Sürdürülebilirlik girişimlerini kalıcı hale getirmeyi hedefleyen Tommy Hilfiger ise jeanlerini bundan sonra daha az su, karbon ve kimyasal kullanarak daha az karbondioksit üreten mekanik bir yöntem ile üreteceğini açıkladı. Jeanlerde kullandıkları dikiş ipliği de geri dönüştürülmüş plastik şişeler ve markanın önceki sezonlarında kullanılmayan stoklardan üretilecek. Böylece koleksiyondaki tüm kotlar, tamamen çevre dostu olacak. Marka, “hiçbir şeyi boşa harcamayan ve herkese kucak açan” misyonuyla yarattıkları “Make it Possible” sürdürülebilirlik projesi dahilinde belirledikleri 24 cesur hedefine 2030 yılına kadar ulaşmayı amaçlıyor. Gucci ve Burberry de Hilfiger’in izinden giderek çevresel etkilerini azaltma ve tedarik zincirlerinde karbon ayak izlerini nötrleme konusunda çalışmalara başladı. Markaları daha iyi kararlar almaları için teşvik eden Gen Z, koronavirüsü ve dünya üzerindeki etkilerini yaratıcı bir şekilde yeniden tanımlamayı da başardı! Bu güçlü virüse kadın kişiliği vermenin daha doğru olacağını düşünen Gen Z, koronavirüse Bayan Rona lakabını taktı.

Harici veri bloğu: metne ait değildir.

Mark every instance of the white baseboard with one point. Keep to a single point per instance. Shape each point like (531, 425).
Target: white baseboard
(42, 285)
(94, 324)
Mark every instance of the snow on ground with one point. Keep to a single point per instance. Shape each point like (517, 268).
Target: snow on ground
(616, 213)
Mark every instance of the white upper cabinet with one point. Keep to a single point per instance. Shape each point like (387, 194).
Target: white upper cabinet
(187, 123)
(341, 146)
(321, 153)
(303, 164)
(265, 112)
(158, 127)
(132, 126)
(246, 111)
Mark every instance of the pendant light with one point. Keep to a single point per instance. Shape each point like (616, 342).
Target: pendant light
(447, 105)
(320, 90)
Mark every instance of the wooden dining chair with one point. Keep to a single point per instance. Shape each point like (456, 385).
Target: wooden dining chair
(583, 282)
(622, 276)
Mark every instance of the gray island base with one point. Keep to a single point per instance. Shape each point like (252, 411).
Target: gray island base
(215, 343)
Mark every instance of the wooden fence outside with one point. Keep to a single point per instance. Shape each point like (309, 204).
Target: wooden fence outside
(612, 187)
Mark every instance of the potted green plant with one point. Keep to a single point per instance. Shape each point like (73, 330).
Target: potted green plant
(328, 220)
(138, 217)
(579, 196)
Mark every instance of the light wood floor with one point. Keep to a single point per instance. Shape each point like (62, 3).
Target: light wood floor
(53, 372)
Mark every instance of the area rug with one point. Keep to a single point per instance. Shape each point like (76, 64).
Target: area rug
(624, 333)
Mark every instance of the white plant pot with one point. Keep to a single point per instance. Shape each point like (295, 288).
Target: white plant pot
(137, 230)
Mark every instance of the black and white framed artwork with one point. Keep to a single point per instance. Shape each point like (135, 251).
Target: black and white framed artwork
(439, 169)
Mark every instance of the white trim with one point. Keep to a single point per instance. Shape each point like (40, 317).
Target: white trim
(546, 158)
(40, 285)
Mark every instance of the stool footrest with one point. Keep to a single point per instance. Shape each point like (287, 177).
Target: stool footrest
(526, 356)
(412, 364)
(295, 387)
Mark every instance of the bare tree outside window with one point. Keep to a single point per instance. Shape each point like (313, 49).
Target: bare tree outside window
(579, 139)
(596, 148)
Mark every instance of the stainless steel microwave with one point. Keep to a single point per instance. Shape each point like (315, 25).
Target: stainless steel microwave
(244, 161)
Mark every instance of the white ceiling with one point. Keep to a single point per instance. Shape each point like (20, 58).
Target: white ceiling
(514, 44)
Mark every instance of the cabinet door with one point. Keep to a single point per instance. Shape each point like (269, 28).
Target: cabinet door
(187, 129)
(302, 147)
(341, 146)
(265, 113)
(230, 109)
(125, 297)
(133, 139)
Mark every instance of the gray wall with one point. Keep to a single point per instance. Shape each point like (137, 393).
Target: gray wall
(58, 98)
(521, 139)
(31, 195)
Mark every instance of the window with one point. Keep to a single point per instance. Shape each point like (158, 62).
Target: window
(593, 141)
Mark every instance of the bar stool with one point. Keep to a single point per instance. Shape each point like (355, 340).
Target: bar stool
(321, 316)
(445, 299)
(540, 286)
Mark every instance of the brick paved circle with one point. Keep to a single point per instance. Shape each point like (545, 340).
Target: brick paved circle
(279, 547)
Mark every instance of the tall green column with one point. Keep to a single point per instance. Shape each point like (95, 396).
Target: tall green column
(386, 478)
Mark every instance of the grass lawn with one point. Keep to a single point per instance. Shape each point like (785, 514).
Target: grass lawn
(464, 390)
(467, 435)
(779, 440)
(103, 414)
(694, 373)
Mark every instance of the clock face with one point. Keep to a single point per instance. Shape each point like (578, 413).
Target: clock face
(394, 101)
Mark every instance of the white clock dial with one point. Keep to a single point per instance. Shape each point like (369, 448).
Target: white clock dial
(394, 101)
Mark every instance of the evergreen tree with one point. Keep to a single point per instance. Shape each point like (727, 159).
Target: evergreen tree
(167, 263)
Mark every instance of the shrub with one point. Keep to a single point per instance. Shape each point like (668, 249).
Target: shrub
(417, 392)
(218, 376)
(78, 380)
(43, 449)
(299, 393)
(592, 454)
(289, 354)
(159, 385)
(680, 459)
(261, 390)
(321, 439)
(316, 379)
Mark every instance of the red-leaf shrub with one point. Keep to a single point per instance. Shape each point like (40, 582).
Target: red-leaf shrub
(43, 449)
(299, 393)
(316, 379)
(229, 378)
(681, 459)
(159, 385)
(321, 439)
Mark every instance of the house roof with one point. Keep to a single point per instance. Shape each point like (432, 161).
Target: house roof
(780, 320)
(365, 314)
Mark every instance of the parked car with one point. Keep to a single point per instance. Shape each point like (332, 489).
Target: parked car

2017’de önemli diyaloglar başlatan kültürel çeşitlilik konusu da maalesef önemini yitirmeye başladı gibi duruyor. Fashion Revolution tarafından en iyi yerli, uluslararası ve bağımsız moda dergilerinden 51’i  incelenerek hazırlanan rapora göre kapaklardaki çeşitlilik, 2017 ile 2018 arasında %5,2’lik ciddi bir artış gösterdi. Ne yazık ki 2018’den 2019’a kadar böyle bir artış olmadı. 2020’de ise, birçok derginin kapaklarını sağlık çalışanlarına ayırdığını gördük. Bu insanlar sadece geçtiğimiz bu zorlu dönemde değil mesleğe başladıkları günden beri bizlerin hayatını, kendilerinin ve ailelerininkinin önüne koyuyor. Peki, bütün bunlar bittikten sonra bu insanları kapaklarda görmeye devam edebilecek miyiz? Yoksa bu da, 2020’nin trendi olarak arşivlerde yerini mi alacak?

Eski normalimizin pek de normal olmadığı sözünü duymaktan bıktık usandık ama şimdi, bu pandemi bittiğinde, moda endüstrisinin ve bireysel olarak hepimizin artık gezegenimizi inciten alışkanlıklarımızı terk ettiğimizden emin olmalıyız. Tek dileğimiz Bayan Rona’nın moda endüstrisine verdiği dersin, pandemiden daha uzun süre kalıcı olması. Bunun kalıcılığı da tabi ki yine bizlerin sorumluluğunda. İyi şanslar Dünya!